Tuesday, August 7, 2012

What Manatee County Needs To Do If It Wants Economic Growth

Manatee County Public Beach
(Bradenton Herald photo) 
Tropicana's HQ and the boat manufacturers left Manatee County because of circumstances beyond local government control. Anyone who tells you otherwise is probably trying to sell you economic pixie dust, possibly under the Job Creators(tm) name.

And when it comes to replacing what we have lost with new businesses, the reality is that innovative technology businesses look at this sleepy little place, with its prejudices (our school district's pro-religious bigotry stance and legal battles against religious freedom have not helped) and lack of willingness to create the kind of environment in which creative people -- and the businesses they create -- can thrive, is stifling real growth here. 

And yes, bamboozlers and developers, if we build and attract new businesses, we will need more housing. With no new jobs, if you build houses they will like as not stay vacant, and we have enough vacant houses already. 

Now, "jobs" can mean one thing to one person and another thing to another person. To Gov. Scott, "jobs" apparently means minimum wage, no-benefits, hourly positions. To a mortgage lender (or to me and most other non-rich Americans), a decent job is $50,000/year or more with good benefits. There are "get by" jobs and "real jobs." You can't build a healthy local economy (or state economy) on "get by" jobs. 
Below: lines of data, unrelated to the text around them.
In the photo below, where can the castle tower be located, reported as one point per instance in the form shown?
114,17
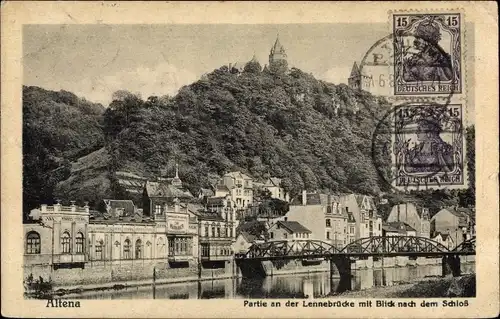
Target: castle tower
277,57
253,66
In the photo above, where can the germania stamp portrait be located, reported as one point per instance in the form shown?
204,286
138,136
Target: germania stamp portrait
429,145
427,54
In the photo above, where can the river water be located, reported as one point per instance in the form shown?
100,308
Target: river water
311,285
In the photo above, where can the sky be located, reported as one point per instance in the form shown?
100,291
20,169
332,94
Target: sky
95,60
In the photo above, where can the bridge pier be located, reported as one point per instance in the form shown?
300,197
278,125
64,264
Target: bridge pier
251,268
451,264
343,264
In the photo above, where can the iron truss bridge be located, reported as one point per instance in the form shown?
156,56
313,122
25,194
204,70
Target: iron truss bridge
388,246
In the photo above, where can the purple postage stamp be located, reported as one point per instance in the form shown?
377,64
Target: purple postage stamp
427,54
429,146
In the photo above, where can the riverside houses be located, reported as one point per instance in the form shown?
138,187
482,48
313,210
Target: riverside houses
73,245
322,215
217,224
366,219
455,221
412,215
237,185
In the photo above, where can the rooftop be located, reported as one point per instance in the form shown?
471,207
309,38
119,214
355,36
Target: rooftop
293,226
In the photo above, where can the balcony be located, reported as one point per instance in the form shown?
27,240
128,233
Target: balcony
179,258
69,258
216,257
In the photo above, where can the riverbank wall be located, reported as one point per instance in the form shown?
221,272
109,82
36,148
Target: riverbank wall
402,261
283,267
128,271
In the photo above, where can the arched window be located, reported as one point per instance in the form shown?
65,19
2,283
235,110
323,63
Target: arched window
138,249
160,248
126,249
79,239
98,250
148,253
33,243
66,243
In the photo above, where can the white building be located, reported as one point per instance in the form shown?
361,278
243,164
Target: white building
237,185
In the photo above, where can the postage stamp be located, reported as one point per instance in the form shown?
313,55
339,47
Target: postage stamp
427,54
428,146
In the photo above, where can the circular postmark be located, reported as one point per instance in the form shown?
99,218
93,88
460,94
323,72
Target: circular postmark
418,146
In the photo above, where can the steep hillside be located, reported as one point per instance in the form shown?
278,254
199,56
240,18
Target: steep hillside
313,134
58,127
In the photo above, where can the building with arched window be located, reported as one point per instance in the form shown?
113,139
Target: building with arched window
33,243
55,236
59,238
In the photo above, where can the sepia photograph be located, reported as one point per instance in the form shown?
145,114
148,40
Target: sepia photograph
276,162
230,162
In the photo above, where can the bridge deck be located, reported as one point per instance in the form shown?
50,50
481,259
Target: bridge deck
354,255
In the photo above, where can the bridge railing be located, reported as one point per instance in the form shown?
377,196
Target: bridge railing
368,245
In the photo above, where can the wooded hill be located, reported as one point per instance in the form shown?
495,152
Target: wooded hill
312,134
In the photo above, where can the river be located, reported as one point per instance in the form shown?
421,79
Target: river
312,285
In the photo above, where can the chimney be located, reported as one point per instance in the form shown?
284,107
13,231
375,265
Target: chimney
176,205
329,208
57,207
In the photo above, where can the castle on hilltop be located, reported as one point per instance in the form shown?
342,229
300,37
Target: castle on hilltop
277,62
277,57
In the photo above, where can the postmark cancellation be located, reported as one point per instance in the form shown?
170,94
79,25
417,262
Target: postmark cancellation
428,146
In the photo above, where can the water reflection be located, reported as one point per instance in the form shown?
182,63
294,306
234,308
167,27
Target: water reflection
278,286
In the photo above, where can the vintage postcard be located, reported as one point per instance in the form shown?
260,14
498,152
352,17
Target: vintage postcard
250,160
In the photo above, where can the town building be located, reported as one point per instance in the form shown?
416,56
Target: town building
244,241
415,216
159,195
323,215
389,230
455,221
367,221
398,229
237,185
205,193
56,236
288,230
217,232
119,208
351,228
273,185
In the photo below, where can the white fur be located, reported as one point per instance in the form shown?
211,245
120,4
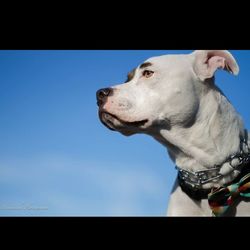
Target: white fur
186,113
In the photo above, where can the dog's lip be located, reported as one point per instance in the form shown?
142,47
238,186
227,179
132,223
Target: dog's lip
128,124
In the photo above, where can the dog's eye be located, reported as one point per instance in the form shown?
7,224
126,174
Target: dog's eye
147,73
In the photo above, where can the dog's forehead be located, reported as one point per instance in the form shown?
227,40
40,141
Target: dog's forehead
168,60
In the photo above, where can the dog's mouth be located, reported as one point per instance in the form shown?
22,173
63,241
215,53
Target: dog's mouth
115,123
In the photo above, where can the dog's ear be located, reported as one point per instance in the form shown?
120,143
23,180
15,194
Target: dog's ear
206,62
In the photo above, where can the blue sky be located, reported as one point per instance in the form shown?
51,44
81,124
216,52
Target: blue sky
57,159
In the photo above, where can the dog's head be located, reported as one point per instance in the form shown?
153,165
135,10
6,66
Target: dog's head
162,92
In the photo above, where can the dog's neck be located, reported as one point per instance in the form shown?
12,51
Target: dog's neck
212,137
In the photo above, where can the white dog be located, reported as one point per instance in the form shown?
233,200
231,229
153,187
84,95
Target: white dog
174,99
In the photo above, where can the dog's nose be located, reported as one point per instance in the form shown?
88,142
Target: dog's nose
102,94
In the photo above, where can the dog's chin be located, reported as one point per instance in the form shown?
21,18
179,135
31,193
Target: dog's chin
114,123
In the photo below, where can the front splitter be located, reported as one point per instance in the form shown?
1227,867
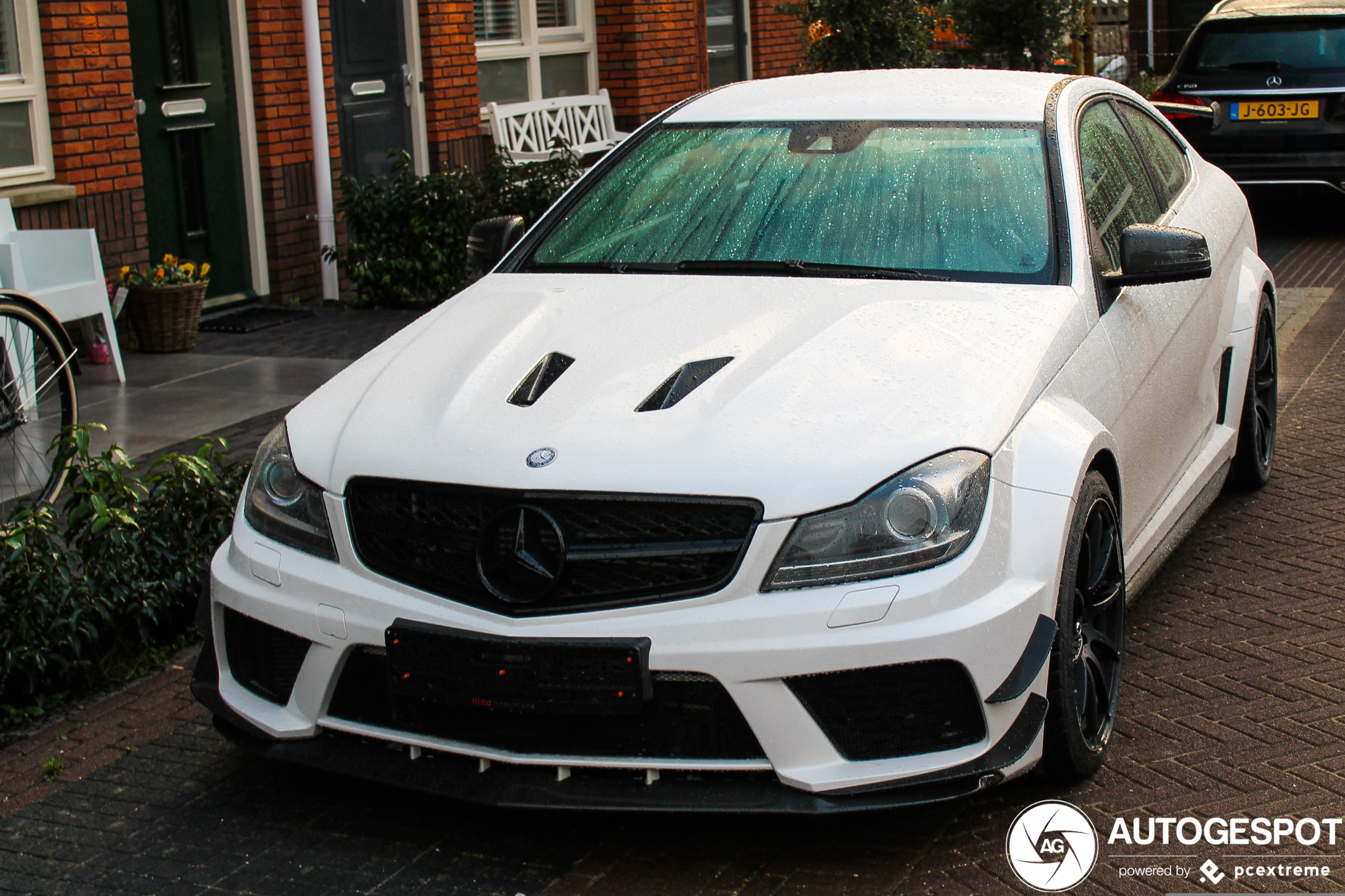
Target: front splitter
536,786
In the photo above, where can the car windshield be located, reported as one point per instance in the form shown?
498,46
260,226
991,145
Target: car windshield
948,201
1279,45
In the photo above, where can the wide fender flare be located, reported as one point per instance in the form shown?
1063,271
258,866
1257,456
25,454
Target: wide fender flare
49,319
1254,278
1044,461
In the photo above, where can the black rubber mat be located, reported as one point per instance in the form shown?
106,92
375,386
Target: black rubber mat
249,320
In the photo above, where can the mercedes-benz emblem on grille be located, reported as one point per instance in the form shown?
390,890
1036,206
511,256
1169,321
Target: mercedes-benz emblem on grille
541,457
521,554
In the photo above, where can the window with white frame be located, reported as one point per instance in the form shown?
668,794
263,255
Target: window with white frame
24,135
534,50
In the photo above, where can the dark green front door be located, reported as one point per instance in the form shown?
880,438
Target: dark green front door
182,62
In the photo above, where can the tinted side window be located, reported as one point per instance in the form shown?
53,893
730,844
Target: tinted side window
1162,152
1117,187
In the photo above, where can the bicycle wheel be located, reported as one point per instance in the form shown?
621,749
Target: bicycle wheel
37,402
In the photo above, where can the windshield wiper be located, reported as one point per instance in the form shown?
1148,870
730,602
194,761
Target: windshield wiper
604,268
795,268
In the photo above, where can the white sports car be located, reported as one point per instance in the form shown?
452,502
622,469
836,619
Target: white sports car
801,458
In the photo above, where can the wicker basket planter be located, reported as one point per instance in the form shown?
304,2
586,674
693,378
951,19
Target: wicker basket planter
166,318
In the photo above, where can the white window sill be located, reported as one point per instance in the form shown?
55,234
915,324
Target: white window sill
38,194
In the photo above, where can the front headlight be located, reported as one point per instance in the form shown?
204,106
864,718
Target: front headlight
918,519
284,505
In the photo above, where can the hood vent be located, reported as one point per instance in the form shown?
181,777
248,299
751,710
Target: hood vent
681,385
540,379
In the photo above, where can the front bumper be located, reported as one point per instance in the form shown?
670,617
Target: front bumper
978,609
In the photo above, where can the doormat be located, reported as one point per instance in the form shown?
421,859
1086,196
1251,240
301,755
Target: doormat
250,320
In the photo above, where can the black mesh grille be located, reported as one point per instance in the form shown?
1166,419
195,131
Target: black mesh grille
263,659
692,717
619,550
893,711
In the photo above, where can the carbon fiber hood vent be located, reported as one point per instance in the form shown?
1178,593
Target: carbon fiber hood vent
683,383
540,379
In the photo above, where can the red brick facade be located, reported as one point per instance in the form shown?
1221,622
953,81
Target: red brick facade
449,68
776,41
91,103
284,141
650,56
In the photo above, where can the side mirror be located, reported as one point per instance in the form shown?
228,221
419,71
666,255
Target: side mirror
490,240
1153,254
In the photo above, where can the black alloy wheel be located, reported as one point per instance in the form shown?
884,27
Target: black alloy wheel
1086,660
1261,408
Sun and nice beaches brought me and my wife here, and they've brought many others. But before you locate a business somewhere, you need to look at the *business* climate and local politics. 

If you were a gay software developer currently living in Silicon Valley and tired of the high cost of living there, would you move here? What if you were a straight, married, Jewish IBM system engineer who worked remotely? Would you move here? Or would you move to the more culturally interesting Coconut Grove, as friend of mine from New Jersey just did? 

Another techie friend from the NYC area just moved to Melbourne. And so on. Heck, Wikipedia started in St. Pete and *moved away* because the founder wanted to hire more creative people than this area had. He's in San Francisco, the highest cost of living place in the U.S., and says the high cost is WORTH IT to most tech businesses.  

Bottom line: If this county is going to have any serious growth in an era where just about all the growth is in high-tech businesses, its leaders are going to have to stop trying to cut everything that makes this a decent place to live, and work to make it a nurturing place for people -- some of who may have green hair and  piercings -- who drive America's creative industries.  We have Ringling and New College, but most of their grads sensibly move away. We need to ask them, "Why do you leave?" and think about how to rectify the problems THEY see with this area.

Or maybe -- and this may be a majority view -- this should stay a sleepy retirement area with a strong cut flower and tomato-growing industry and nice beaches. Nothing wrong with that, and it's easier and more in line with the current local teapartarian "cut to the bone, then cut the bone" governing style.